Annif is an opensource tool for automated subject indexing and classification developed at the National Library of Finland. Annif uses a user given controlled vocabulary (e.g. thesaurus) and pre-labeled data to train models that can than be used to assign subjects to a new input text. This repository contains files created while researching the use of Annif with ebook data from the KB using the Brinkman thesaurus as controlled vocabulary.
-
annif_uitkomsten.xlsx
contains all Annif evaluation outcomes of experiments using different backends and settings. Each tab contains outcomes using a different subset of the original dataset (datasets not on github):- subset 1 ggc1: subset with summaries from all ebooks in original dataset.
- subset 2 ggc2: subset with summaries, titles and subtitles from all ebooks in original dataset.
- subset 3 ggc_zaaktrefwoorden: subset with summaries, titles and subtitles from ebooks which got assigned one or more Brinkman subjects refering to content.
- subset 4 ggc_vormtrefwoorden: subset with summaries, titles and subtitles from ebooks which got assigned one or more Brinkman subjects refering to form.
-
Annif aantekeningen folder contains documentation as tex/pdf.
generate_dataset_annif.ipynb
is a Jupyter Notebook file to generate a document corpus usable by Annif from raw GGC data.
Initial_analysis_ggc_dataset.ipynb
is a Jupyter Notebook file to get a feel for the Brinkman subjects available in the source data.

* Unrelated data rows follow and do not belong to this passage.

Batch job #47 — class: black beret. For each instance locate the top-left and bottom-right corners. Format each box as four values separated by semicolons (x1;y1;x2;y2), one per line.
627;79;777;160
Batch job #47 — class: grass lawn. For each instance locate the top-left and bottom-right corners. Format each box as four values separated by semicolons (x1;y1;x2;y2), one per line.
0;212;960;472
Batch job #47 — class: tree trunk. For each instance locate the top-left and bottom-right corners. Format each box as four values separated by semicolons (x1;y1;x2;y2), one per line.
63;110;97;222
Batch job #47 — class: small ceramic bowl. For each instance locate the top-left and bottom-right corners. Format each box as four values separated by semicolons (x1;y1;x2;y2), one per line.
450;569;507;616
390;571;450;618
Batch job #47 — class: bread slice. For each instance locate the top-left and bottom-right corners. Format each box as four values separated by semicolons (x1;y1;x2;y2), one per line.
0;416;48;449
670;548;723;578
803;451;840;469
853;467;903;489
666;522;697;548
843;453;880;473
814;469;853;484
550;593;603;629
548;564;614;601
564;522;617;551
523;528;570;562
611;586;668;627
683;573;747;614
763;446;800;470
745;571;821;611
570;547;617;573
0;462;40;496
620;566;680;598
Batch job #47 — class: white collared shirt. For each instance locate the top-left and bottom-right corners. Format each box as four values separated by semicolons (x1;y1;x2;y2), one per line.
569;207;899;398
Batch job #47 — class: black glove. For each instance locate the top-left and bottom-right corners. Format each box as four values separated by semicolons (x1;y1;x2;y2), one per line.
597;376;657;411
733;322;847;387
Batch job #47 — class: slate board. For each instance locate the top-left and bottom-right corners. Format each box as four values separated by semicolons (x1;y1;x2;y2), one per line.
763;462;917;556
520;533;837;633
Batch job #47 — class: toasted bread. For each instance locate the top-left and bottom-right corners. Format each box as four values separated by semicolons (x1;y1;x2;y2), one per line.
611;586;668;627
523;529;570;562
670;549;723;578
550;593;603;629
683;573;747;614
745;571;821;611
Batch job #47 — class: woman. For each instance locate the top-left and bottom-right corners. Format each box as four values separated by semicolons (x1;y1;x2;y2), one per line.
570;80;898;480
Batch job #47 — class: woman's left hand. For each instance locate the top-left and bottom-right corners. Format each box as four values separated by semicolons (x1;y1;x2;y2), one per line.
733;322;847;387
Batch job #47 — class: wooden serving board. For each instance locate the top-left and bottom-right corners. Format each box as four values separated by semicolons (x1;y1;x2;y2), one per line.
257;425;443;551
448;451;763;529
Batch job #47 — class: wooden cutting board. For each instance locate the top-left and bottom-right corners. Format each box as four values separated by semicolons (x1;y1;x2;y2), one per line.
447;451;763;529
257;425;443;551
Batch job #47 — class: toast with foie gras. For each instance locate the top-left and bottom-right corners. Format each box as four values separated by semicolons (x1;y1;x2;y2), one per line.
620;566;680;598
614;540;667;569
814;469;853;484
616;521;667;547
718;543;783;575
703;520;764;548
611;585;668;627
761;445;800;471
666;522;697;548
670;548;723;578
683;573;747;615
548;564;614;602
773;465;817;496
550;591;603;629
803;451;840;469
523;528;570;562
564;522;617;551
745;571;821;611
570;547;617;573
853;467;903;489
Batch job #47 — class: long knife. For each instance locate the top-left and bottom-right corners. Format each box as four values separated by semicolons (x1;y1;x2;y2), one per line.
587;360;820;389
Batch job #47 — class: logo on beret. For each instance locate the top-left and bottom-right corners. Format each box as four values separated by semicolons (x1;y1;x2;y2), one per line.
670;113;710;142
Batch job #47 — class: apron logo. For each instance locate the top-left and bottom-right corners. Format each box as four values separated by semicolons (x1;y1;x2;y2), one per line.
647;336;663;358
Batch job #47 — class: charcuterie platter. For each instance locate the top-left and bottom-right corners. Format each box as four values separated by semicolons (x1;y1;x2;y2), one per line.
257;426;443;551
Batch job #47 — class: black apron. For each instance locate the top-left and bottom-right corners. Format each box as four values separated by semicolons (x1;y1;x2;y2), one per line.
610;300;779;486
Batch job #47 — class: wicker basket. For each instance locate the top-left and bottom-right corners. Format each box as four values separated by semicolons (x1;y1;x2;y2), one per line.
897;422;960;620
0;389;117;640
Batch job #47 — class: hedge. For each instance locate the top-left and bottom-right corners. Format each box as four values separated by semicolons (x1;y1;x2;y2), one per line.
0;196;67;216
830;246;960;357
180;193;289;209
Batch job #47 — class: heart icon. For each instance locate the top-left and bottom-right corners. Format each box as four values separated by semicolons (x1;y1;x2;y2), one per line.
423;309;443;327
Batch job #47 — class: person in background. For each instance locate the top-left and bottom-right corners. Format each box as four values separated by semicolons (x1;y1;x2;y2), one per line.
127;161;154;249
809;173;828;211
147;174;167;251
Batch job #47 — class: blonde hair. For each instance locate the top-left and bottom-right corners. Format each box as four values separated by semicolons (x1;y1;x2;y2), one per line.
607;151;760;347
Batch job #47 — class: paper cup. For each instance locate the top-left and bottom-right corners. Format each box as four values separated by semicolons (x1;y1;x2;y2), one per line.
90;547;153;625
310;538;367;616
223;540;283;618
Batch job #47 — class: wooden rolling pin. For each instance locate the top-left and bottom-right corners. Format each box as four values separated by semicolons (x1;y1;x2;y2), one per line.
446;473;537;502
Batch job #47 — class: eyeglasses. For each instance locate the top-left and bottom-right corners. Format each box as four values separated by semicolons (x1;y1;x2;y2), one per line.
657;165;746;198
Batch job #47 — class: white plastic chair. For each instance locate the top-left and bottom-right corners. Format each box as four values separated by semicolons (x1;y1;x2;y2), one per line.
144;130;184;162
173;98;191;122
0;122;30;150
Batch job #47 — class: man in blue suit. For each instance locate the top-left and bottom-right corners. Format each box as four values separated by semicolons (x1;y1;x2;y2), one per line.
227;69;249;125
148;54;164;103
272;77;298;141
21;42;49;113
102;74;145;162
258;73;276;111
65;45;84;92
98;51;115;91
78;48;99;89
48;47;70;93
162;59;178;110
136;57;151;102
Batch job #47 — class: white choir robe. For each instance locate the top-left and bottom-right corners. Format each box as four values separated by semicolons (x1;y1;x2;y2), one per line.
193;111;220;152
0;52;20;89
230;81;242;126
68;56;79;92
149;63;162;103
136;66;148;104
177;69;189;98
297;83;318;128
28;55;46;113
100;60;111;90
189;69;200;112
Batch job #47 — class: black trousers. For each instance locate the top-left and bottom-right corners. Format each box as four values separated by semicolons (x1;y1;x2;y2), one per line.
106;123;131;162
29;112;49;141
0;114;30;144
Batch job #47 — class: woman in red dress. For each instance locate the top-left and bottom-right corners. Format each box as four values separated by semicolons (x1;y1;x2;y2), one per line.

Files located in thema_thes folder.
Generate_thema_tsv.py
is a Python file to convert Thema thesaurus XML file into a TSV file to be used as Annif vocab.compare_Brinkman_and_Thema.ipynb
contains some exploratory investigation on similarities between Brinkman and Thema thesaurus.brinkman_thema_overlap.tsv
contains Brinkman subjects which are also found in Thema.